I had read numbers describing the shrinking ice, but seeing it mapped is a different experience. Here are some words from Carbon Brief on the ice:
Arctic sea ice has reached its summer minimum extent for the year, clocking in at 4.59m square kilometres, which puts it sixth lowest in the 40-year satellite record alongside...Here's that map's data visualized in a different way. In this case, the 30-year average is the gray band and the most recent, warmer years are the various colors:
The twelve smallest summer lows in the satellite record have all occurred in the last twelve years....

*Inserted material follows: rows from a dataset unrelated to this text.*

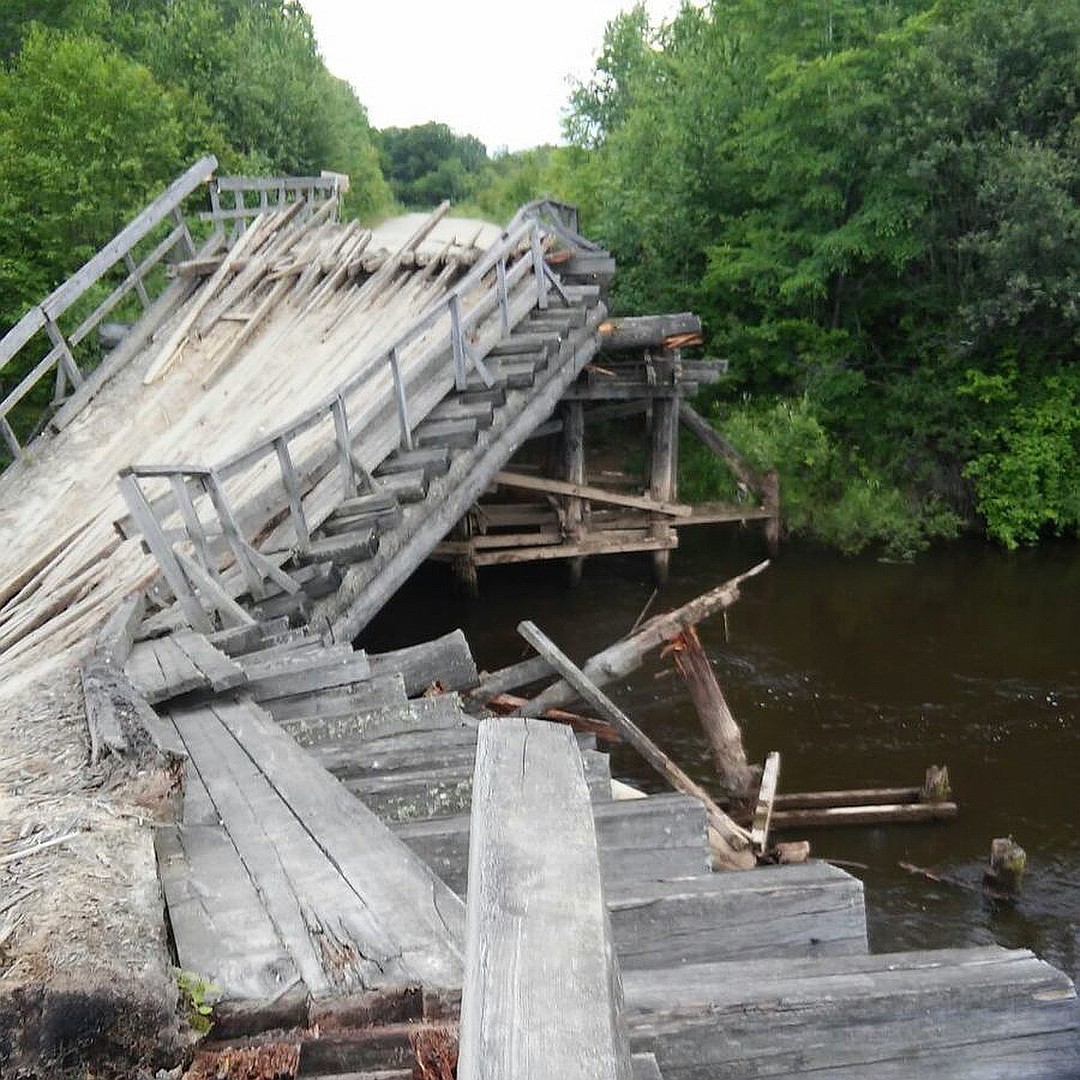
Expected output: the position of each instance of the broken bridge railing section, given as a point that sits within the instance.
(252, 196)
(213, 545)
(139, 255)
(39, 328)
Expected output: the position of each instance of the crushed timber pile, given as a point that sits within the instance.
(379, 882)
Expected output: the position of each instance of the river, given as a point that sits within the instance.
(861, 673)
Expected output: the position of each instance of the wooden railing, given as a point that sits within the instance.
(510, 280)
(252, 196)
(42, 319)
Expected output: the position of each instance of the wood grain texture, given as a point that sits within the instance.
(541, 996)
(807, 910)
(957, 1013)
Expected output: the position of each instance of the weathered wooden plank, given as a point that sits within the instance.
(220, 672)
(445, 660)
(424, 919)
(331, 933)
(736, 837)
(354, 700)
(536, 915)
(766, 797)
(331, 672)
(220, 928)
(63, 297)
(646, 332)
(963, 1013)
(449, 747)
(428, 793)
(813, 909)
(593, 494)
(161, 670)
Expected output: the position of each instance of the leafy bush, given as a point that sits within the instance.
(827, 493)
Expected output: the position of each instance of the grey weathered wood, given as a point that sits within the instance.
(219, 926)
(361, 597)
(541, 995)
(423, 918)
(428, 793)
(161, 670)
(511, 677)
(328, 672)
(591, 493)
(638, 840)
(117, 636)
(446, 660)
(766, 797)
(736, 837)
(353, 703)
(329, 933)
(220, 672)
(808, 910)
(62, 298)
(646, 332)
(957, 1013)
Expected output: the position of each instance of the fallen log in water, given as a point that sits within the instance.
(731, 844)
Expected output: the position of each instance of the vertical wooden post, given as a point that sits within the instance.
(770, 500)
(572, 469)
(692, 663)
(466, 579)
(147, 523)
(1008, 862)
(663, 462)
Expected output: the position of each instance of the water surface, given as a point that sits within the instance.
(861, 673)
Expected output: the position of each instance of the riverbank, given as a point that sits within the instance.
(861, 673)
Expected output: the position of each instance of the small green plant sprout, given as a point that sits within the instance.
(198, 998)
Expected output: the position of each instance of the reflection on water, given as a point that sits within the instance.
(861, 674)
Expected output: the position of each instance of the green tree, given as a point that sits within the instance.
(428, 163)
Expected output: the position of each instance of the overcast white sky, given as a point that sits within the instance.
(497, 69)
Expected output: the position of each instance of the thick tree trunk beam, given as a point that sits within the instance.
(734, 847)
(729, 757)
(629, 655)
(649, 332)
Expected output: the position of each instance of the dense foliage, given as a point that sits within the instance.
(874, 206)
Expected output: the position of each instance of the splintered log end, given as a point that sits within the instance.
(1008, 862)
(935, 786)
(791, 852)
(726, 856)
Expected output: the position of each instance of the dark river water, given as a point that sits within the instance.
(861, 673)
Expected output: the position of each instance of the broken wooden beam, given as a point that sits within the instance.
(649, 332)
(629, 655)
(734, 848)
(536, 913)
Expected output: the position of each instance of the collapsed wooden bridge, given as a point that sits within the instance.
(302, 414)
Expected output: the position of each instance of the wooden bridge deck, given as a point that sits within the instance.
(315, 412)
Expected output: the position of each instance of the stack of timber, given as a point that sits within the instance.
(277, 322)
(639, 370)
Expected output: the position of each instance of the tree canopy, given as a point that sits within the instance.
(874, 206)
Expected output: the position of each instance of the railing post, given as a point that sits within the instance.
(70, 367)
(457, 339)
(406, 428)
(345, 447)
(500, 271)
(539, 268)
(292, 485)
(144, 297)
(232, 535)
(147, 523)
(9, 437)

Satellite data show that Arctic sea ice hit its minimum on two dates this year – 19 and 23 September. The latter is one of the latest dates for the summer low in the satellite record and around 5–9 days later than the 1981–2010 average....
[One scientist is quoted:] "We have lost over half of the summer sea ice coverage since the late 1970’s and it is realistic to expect an ice-free Arctic sea in summer in the next few decades."...
...2018 has seen record low amounts of “multiyear ice” — ice that has survived without melting for multiple years. In the first half of 2018, multiyear ice comprised just 34% of Arctic sea ice, with only 2% at least five years old. In the 1980s, upwards of 60% of Arctic sea ice was multiyear ice. (emphasis added)
Oh, and remember, as with all weather data, this graph includes only the 30 most recent years of data — so the increased warming of the 1990s and 2000s is already built into those medians and averages. If we were comparing the recent data to all of the data on record, our recent years would stand out even more starkly.